Venezuelan-born producer Arca and visual artist Jesse Kanda made a stop at L.A.’s famed Hollywood Forever Cemetery on their recent two-date US “tour.” The cemetery’s dark and tiny 150-capacity masonic lodge served as an ideal venue for Arca’s ominous and disorienting compositions, especially when wed with Kanda’s menagerie of visual grotesqueries. It was a visceral, sexually charged audio-visual spectacle that fed off the intimacy of the venue; while you wouldn’t necessarily want to look away, it sometimes felt like you couldn’t anyway.
As a “live” performer (he also books DJ sets), Arca is a refreshing change from similar artists who seem tethered to their laptop table. He rarely spent more than a song locked in one place, opting instead for playing live keyboards, rolling around on the stage, and at one point, jumping into the crowd for an uncharacteristically aggro vocal performance. In fact, I was surprised at the extent to which Arca’s live vocals peppered his entire set. He clearly demonstrated another aspect of his talent and lent a humanness to the music that is hard to discern when listening to the records themselves.

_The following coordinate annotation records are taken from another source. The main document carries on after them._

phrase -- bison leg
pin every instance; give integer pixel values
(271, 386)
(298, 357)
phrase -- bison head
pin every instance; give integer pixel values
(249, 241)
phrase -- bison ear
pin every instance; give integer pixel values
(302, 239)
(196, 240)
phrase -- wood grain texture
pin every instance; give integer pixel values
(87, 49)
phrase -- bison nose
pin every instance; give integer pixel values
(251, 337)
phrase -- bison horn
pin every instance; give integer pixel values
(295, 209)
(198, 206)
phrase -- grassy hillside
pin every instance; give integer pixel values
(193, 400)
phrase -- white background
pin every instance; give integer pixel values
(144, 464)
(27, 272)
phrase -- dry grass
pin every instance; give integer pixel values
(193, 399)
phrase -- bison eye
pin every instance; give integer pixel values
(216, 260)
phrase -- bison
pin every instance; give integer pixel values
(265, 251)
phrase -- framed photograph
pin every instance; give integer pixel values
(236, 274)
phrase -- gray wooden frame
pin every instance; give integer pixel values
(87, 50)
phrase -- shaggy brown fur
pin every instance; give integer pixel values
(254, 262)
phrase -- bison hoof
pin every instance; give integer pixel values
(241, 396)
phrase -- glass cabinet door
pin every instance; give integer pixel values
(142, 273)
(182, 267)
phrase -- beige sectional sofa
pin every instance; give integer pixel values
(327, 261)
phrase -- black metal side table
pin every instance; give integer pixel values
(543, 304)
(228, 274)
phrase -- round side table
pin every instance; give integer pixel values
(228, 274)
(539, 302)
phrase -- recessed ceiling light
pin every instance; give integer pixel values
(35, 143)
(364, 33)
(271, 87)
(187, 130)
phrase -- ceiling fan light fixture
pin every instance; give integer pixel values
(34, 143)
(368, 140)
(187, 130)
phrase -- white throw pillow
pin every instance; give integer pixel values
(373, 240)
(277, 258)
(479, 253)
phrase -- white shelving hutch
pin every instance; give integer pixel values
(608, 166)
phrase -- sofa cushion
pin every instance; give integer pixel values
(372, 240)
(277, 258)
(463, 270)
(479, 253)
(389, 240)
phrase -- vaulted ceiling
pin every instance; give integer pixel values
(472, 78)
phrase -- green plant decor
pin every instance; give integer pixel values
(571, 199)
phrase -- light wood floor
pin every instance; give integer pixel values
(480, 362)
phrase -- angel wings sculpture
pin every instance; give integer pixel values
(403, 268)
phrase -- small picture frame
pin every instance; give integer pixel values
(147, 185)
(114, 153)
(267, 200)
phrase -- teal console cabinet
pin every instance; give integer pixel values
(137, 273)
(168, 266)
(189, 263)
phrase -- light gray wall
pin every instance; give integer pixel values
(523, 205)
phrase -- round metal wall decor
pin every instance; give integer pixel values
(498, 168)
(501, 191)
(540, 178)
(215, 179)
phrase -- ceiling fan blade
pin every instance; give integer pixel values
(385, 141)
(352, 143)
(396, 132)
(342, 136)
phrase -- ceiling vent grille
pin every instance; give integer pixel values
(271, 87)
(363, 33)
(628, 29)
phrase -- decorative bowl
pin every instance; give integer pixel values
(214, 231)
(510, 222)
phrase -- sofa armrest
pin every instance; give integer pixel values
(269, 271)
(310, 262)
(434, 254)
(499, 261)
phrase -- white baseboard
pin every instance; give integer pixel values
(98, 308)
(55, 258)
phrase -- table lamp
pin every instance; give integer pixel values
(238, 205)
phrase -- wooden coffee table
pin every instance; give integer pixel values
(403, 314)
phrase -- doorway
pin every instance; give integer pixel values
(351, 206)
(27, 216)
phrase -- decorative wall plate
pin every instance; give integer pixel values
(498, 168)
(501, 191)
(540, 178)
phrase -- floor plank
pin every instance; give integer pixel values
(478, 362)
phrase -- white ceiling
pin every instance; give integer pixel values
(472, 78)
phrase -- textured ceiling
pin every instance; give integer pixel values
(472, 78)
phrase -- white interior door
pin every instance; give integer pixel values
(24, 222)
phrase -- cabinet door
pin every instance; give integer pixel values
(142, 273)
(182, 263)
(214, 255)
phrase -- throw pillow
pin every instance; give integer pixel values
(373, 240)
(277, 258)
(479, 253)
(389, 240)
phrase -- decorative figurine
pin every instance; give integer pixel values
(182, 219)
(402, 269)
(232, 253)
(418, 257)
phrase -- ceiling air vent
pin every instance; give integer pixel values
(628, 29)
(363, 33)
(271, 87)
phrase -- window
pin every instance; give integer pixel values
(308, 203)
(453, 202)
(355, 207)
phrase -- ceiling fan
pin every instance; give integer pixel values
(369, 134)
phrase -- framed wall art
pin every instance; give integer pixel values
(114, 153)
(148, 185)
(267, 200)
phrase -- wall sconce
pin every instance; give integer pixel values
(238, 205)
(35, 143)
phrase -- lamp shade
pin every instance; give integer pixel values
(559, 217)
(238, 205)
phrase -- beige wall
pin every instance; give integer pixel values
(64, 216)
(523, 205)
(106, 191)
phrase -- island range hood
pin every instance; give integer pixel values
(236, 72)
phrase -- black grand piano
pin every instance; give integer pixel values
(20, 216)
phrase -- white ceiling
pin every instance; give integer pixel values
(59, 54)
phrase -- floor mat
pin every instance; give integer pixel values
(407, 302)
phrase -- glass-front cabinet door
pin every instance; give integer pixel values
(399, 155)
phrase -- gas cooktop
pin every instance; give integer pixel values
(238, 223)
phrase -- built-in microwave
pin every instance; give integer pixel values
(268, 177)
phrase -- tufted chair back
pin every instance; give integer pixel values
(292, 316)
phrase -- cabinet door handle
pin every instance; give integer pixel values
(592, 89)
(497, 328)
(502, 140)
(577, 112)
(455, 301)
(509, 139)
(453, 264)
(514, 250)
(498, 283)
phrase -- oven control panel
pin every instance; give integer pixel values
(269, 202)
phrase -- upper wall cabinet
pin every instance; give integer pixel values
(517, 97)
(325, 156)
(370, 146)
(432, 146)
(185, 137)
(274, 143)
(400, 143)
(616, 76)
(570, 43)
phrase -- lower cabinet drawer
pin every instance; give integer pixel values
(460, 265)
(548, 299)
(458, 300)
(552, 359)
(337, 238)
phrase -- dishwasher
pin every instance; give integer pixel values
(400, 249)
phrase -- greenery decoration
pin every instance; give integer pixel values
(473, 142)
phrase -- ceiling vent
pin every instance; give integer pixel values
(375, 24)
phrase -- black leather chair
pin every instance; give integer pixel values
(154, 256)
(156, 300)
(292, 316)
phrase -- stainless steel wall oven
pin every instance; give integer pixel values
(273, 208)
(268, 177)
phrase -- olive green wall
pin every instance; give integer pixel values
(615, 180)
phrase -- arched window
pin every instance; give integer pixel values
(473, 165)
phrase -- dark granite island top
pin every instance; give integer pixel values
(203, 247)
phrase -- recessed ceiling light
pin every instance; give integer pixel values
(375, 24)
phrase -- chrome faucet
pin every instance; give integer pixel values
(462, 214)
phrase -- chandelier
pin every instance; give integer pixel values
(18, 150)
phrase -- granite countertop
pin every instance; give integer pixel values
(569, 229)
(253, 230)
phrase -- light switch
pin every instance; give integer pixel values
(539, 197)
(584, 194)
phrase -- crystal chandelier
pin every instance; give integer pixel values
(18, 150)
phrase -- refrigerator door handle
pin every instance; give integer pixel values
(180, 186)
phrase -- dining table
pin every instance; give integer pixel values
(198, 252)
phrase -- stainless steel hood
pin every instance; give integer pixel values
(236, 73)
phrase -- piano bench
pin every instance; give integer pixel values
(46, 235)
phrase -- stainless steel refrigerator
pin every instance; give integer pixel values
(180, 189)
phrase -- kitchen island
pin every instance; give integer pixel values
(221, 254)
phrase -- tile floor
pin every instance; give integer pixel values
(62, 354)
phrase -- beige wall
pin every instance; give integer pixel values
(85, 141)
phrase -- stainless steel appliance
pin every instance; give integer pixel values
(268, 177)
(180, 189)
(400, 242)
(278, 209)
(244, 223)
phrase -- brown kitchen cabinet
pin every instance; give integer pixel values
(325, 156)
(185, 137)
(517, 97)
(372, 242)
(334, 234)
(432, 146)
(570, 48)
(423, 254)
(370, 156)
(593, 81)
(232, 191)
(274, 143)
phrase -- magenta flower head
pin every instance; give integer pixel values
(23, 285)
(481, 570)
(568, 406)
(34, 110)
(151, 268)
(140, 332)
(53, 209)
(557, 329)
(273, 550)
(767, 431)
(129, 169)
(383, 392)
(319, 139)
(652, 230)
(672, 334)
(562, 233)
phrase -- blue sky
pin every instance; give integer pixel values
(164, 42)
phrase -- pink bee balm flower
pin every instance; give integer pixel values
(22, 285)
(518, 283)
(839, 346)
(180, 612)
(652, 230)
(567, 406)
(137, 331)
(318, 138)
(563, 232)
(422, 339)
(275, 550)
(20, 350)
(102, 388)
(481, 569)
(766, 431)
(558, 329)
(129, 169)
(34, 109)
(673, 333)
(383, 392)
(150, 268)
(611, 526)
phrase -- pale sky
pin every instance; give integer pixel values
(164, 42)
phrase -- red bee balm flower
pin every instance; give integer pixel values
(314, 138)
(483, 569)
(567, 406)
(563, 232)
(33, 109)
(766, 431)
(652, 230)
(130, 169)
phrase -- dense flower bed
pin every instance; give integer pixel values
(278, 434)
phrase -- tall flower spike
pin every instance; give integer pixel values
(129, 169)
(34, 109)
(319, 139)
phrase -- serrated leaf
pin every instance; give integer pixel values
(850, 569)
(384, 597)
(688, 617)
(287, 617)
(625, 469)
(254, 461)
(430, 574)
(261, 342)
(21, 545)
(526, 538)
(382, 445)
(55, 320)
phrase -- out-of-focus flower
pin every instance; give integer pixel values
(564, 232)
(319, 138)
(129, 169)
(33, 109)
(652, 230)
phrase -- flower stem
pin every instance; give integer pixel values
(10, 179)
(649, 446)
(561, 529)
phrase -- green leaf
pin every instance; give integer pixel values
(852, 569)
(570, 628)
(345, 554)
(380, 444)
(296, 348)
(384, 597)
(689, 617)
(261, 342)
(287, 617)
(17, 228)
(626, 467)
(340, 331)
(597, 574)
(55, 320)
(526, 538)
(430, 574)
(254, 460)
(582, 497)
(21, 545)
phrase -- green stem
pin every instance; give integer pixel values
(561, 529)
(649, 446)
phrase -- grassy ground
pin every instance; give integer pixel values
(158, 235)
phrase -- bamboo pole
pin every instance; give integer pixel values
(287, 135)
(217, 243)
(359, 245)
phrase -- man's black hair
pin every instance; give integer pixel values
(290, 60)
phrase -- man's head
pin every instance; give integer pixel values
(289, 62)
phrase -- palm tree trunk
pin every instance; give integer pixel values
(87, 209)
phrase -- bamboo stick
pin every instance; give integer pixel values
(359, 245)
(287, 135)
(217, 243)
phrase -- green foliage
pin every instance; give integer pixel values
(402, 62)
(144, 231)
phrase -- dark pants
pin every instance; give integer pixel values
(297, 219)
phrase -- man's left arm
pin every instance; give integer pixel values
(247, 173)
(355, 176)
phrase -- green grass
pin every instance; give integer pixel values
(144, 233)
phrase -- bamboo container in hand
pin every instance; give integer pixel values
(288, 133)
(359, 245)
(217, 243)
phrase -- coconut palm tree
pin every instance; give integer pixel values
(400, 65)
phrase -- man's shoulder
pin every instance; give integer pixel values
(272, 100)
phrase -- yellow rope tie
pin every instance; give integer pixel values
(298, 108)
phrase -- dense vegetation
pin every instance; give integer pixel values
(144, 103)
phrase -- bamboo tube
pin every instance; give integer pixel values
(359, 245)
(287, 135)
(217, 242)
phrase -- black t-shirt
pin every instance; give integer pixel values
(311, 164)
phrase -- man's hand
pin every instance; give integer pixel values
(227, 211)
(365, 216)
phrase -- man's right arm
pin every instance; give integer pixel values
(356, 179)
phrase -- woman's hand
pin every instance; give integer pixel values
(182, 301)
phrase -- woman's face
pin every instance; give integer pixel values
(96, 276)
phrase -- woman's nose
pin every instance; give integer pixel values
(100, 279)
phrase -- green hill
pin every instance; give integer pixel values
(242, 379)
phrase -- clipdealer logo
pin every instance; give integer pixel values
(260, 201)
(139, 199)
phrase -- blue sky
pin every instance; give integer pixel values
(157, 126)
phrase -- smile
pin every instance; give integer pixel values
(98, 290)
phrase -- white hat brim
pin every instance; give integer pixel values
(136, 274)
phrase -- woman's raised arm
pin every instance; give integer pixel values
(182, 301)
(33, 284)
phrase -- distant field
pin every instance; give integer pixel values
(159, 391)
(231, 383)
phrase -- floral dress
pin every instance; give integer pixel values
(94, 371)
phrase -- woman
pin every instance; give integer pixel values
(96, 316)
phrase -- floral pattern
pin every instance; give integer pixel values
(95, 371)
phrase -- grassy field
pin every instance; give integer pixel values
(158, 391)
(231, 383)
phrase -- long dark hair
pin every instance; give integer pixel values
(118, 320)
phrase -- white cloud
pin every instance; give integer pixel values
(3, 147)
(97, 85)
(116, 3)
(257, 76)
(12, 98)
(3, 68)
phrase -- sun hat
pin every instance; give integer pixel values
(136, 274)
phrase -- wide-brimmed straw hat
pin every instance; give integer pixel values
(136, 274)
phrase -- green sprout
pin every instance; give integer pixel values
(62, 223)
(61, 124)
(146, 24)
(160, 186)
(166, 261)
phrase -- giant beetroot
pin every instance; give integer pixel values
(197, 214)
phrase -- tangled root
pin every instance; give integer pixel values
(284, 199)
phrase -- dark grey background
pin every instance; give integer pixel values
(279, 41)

At this point, it’s hard to think of Arca without also picturing the visual work of long-time collaborator Jesse Kanda. The cover art, the videos, the promotional imagery — it all fits so well. Live, you see two artists who are fully in sync, from Arca’s fluid mimicry of the recently released “Sad Bitch” video or Kanda’s precise editing of fireworks to the percussion stabs of “Now You Know.” They are clearly different types of performers; Kanda prefers to remain behind the screen working by candlelight (he had to be forced out to even take a bow), and Arca is almost entirely on display. But these are two artists working to completely rewire their respective art forms, and to watch them do it together was thrilling.